Enter the Google Summer of Code 2010 and Kasun Gajasinghe, a student at the University of Moratuwa in Sri Lanka. This past spring, nudged along by Dick Hamilton and Stefan Seefeld, the DocBook Open Repository project applied to be a mentoring organization for the first time. Why hadn’t we done this before? No idea. I guess we all had our heads down in our own problems and it didn’t occur to anyone that Summer of Code would be a great way to advance DocBook development while introducing some bright students to the ins and outs of open source development. In any case, I’m very happy that Dick and Stefan got the ball rolling and were willing to administer our participation in GSoC as well as mentor students and especially happy that Kasun submitted his proposal to provide webhelp for DocBook.
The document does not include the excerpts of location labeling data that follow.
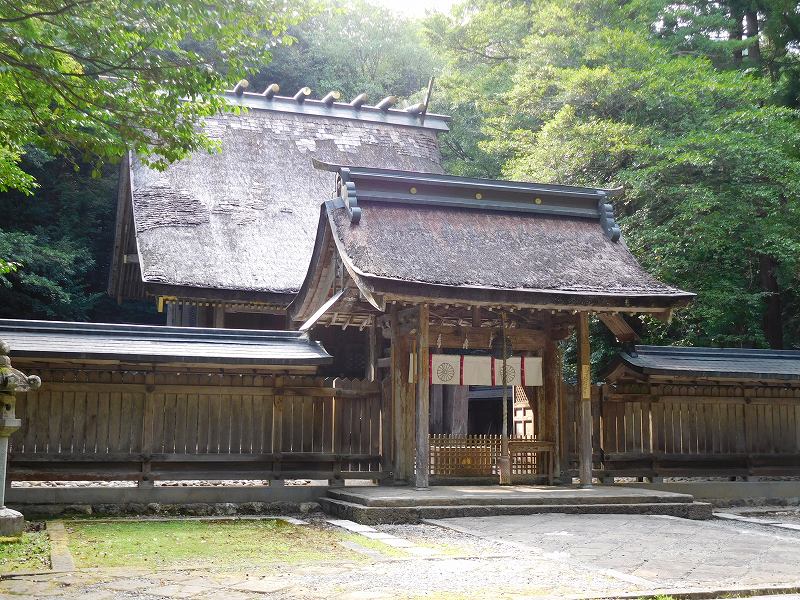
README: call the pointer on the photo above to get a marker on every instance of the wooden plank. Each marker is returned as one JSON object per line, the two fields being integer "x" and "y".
{"x": 90, "y": 443}
{"x": 103, "y": 422}
{"x": 287, "y": 426}
{"x": 422, "y": 397}
{"x": 277, "y": 428}
{"x": 214, "y": 425}
{"x": 192, "y": 422}
{"x": 267, "y": 425}
{"x": 203, "y": 418}
{"x": 327, "y": 424}
{"x": 318, "y": 424}
{"x": 67, "y": 422}
{"x": 43, "y": 416}
{"x": 181, "y": 425}
{"x": 247, "y": 424}
{"x": 585, "y": 400}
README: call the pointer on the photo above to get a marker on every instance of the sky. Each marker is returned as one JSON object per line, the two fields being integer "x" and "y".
{"x": 416, "y": 8}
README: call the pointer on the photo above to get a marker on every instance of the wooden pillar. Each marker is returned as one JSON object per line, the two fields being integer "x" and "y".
{"x": 437, "y": 401}
{"x": 551, "y": 380}
{"x": 584, "y": 412}
{"x": 423, "y": 399}
{"x": 455, "y": 409}
{"x": 402, "y": 402}
{"x": 219, "y": 316}
{"x": 371, "y": 371}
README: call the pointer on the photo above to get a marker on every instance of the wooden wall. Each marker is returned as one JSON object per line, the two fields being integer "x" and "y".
{"x": 95, "y": 424}
{"x": 700, "y": 428}
{"x": 686, "y": 428}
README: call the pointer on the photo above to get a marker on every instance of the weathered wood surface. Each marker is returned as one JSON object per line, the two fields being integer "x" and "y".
{"x": 112, "y": 424}
{"x": 477, "y": 455}
{"x": 704, "y": 429}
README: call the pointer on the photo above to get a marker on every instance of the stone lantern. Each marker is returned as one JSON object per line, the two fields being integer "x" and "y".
{"x": 11, "y": 381}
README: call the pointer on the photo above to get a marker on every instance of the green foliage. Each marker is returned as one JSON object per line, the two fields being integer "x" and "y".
{"x": 30, "y": 552}
{"x": 60, "y": 244}
{"x": 595, "y": 94}
{"x": 219, "y": 545}
{"x": 352, "y": 47}
{"x": 92, "y": 78}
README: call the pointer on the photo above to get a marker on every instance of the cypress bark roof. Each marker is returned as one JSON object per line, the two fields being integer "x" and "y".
{"x": 245, "y": 218}
{"x": 422, "y": 235}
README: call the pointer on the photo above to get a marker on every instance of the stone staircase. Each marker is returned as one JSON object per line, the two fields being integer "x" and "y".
{"x": 377, "y": 504}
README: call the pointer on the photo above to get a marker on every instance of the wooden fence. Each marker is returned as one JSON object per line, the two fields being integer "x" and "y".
{"x": 705, "y": 430}
{"x": 133, "y": 425}
{"x": 476, "y": 456}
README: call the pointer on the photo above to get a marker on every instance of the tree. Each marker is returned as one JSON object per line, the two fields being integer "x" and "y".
{"x": 352, "y": 47}
{"x": 92, "y": 78}
{"x": 707, "y": 154}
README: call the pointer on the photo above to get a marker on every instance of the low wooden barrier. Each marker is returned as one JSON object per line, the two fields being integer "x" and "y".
{"x": 454, "y": 456}
{"x": 117, "y": 424}
{"x": 653, "y": 430}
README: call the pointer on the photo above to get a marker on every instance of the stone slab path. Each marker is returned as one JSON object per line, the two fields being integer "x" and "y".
{"x": 666, "y": 551}
{"x": 503, "y": 558}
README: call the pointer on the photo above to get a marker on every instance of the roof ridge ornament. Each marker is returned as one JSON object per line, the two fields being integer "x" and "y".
{"x": 607, "y": 221}
{"x": 347, "y": 192}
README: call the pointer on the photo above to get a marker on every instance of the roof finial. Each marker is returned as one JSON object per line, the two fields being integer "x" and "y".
{"x": 241, "y": 87}
{"x": 272, "y": 89}
{"x": 302, "y": 94}
{"x": 331, "y": 97}
{"x": 359, "y": 101}
{"x": 386, "y": 103}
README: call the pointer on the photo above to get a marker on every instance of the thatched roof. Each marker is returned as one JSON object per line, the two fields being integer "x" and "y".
{"x": 244, "y": 219}
{"x": 707, "y": 363}
{"x": 416, "y": 235}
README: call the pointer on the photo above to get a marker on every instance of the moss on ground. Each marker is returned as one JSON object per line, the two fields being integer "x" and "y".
{"x": 30, "y": 552}
{"x": 216, "y": 544}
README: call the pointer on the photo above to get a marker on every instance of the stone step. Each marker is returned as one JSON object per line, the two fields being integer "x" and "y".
{"x": 372, "y": 515}
{"x": 387, "y": 497}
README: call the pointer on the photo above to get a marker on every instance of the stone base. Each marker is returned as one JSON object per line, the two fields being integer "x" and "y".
{"x": 12, "y": 523}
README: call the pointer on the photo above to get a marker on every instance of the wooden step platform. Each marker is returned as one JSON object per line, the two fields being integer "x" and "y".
{"x": 379, "y": 504}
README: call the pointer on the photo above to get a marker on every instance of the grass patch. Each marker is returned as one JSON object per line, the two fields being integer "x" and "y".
{"x": 30, "y": 552}
{"x": 218, "y": 544}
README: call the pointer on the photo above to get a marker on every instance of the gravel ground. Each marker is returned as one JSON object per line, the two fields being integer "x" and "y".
{"x": 770, "y": 513}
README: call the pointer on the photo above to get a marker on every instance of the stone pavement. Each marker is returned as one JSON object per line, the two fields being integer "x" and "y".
{"x": 666, "y": 551}
{"x": 508, "y": 558}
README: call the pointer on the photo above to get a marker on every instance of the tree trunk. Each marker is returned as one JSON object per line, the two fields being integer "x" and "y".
{"x": 736, "y": 32}
{"x": 753, "y": 51}
{"x": 773, "y": 317}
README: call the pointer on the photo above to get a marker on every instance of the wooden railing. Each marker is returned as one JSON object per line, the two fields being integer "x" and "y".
{"x": 117, "y": 425}
{"x": 708, "y": 430}
{"x": 477, "y": 456}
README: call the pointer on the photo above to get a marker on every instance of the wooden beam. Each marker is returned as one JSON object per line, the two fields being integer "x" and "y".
{"x": 423, "y": 399}
{"x": 584, "y": 412}
{"x": 619, "y": 327}
{"x": 522, "y": 340}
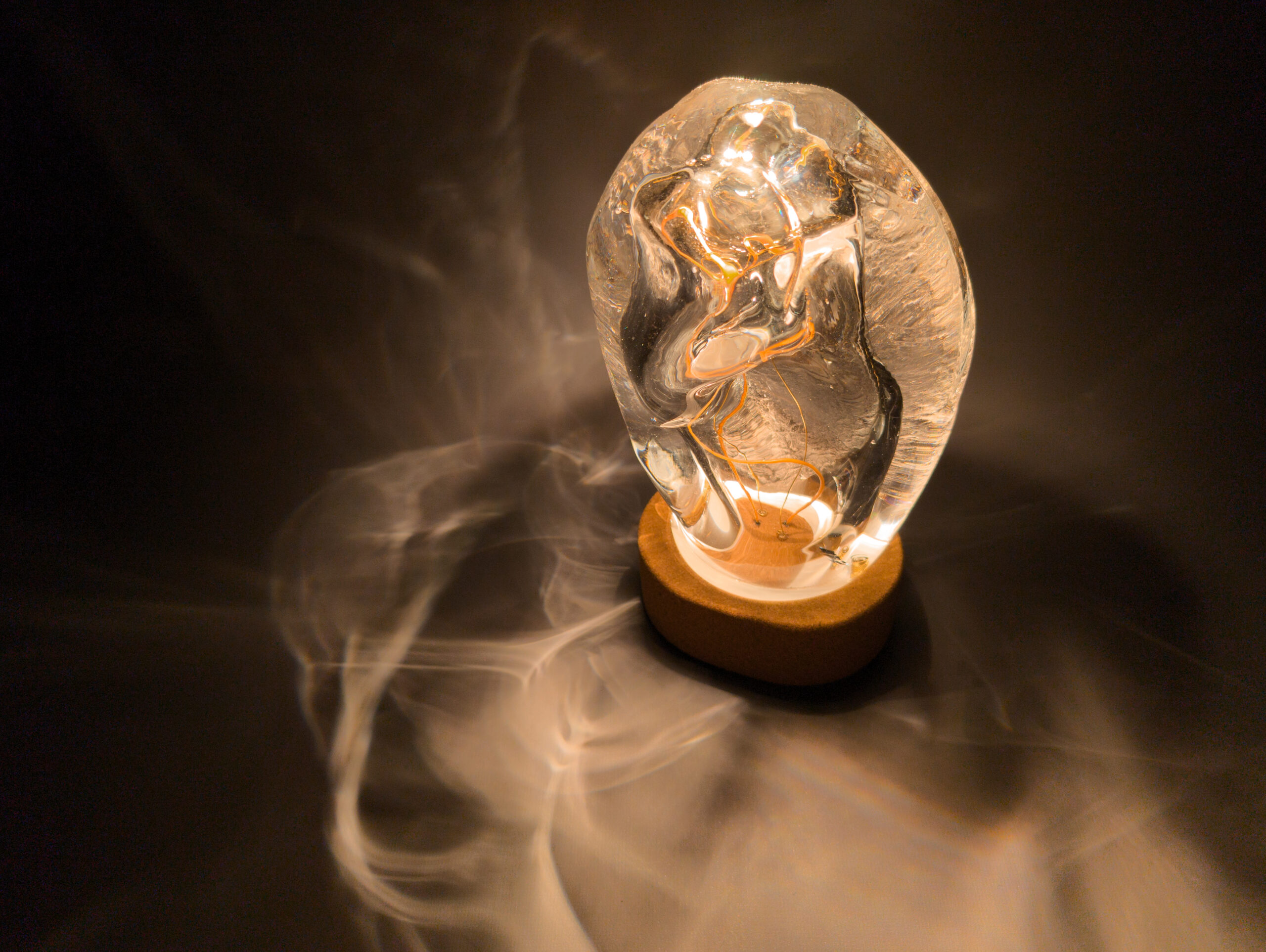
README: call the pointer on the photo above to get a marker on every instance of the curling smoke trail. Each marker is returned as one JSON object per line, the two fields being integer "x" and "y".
{"x": 517, "y": 764}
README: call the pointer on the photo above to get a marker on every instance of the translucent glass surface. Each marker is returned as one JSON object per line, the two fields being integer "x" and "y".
{"x": 788, "y": 323}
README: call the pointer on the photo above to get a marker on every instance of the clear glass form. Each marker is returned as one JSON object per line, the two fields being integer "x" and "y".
{"x": 788, "y": 323}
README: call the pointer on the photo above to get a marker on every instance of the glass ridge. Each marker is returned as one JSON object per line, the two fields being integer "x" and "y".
{"x": 788, "y": 323}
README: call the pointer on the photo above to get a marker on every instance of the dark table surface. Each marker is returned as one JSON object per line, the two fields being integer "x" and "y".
{"x": 247, "y": 246}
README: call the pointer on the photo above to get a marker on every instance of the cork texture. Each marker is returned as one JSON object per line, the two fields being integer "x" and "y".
{"x": 808, "y": 642}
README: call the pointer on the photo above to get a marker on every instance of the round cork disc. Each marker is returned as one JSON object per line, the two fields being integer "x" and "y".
{"x": 807, "y": 642}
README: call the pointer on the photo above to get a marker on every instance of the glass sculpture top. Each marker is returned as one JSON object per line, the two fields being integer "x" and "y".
{"x": 788, "y": 322}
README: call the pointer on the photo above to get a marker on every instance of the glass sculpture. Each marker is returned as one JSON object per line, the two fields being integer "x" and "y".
{"x": 788, "y": 322}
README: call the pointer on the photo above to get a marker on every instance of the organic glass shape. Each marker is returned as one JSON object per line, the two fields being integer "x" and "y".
{"x": 788, "y": 322}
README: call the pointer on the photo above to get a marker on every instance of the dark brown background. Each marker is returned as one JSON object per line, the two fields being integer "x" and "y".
{"x": 185, "y": 354}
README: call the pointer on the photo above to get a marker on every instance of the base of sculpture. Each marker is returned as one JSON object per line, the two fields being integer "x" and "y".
{"x": 808, "y": 642}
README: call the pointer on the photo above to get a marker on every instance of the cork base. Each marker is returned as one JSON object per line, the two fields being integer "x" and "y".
{"x": 808, "y": 642}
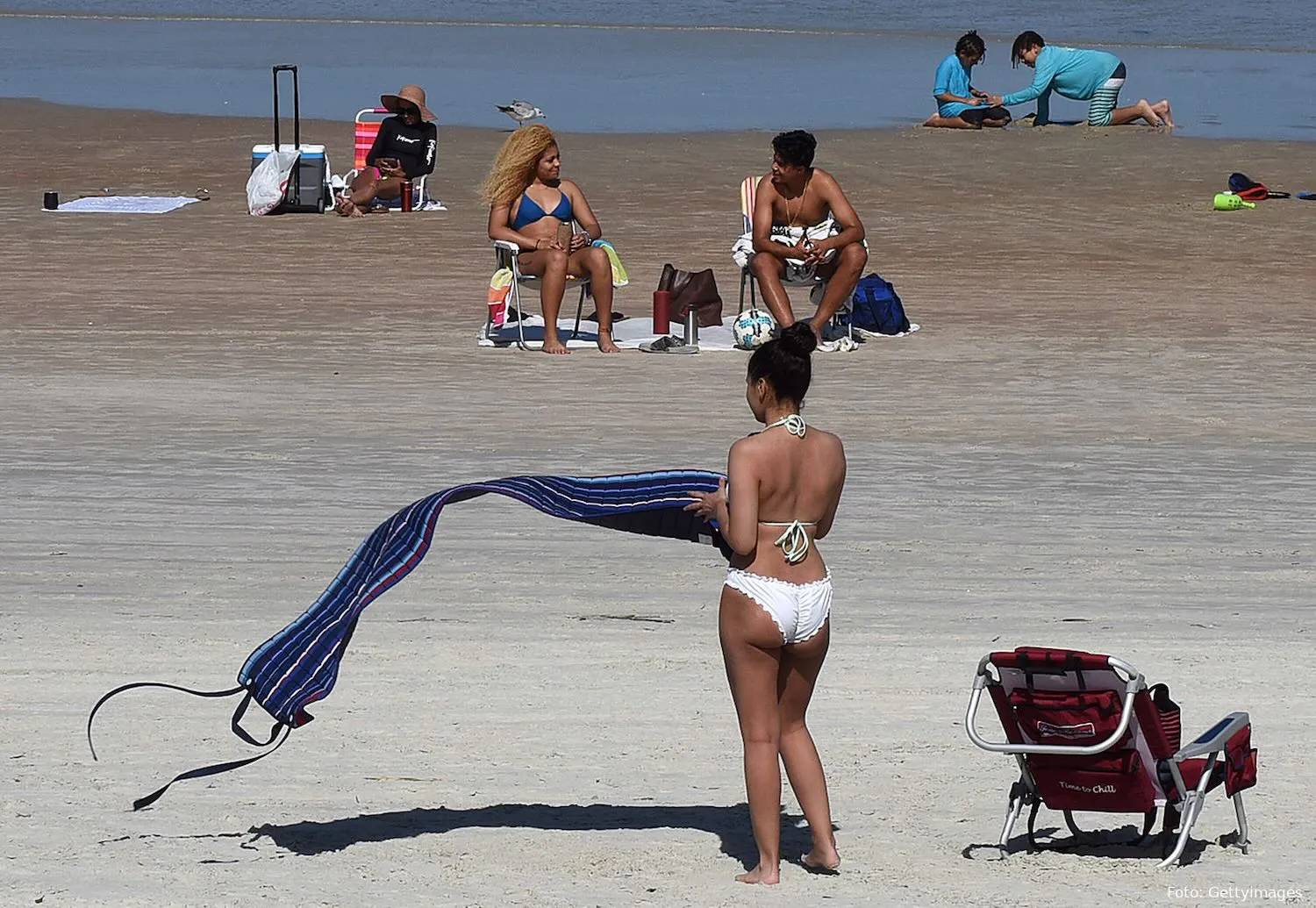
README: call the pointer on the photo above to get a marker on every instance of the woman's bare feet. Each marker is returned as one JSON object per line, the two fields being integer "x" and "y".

The features that he implemented include:
- Full text search with:
- Stemming support for English, French, and German. Stemming support can be added for other languages by implementing a stemmer.
- Support for Chinese, Japanese, and Korean using code from the Lucene search engine.
- Search highlighting that shows where the searched for term appears in the results.
- Search results can include brief descriptions of the target.
- Table of contents pane with collapsible TOC tree.
- Auto-synchronization of content pane and TOC.
- TOC and search pane implemented without the use of a frameset.
- An Ant build.xml file to generate output.
Kasun's work from his Summer of Code project is now part of version 1.76.1 of the DocBook XSLs. Please take a look and share your thoughts below.
Thanks, Janet, for letting me hijack your blog!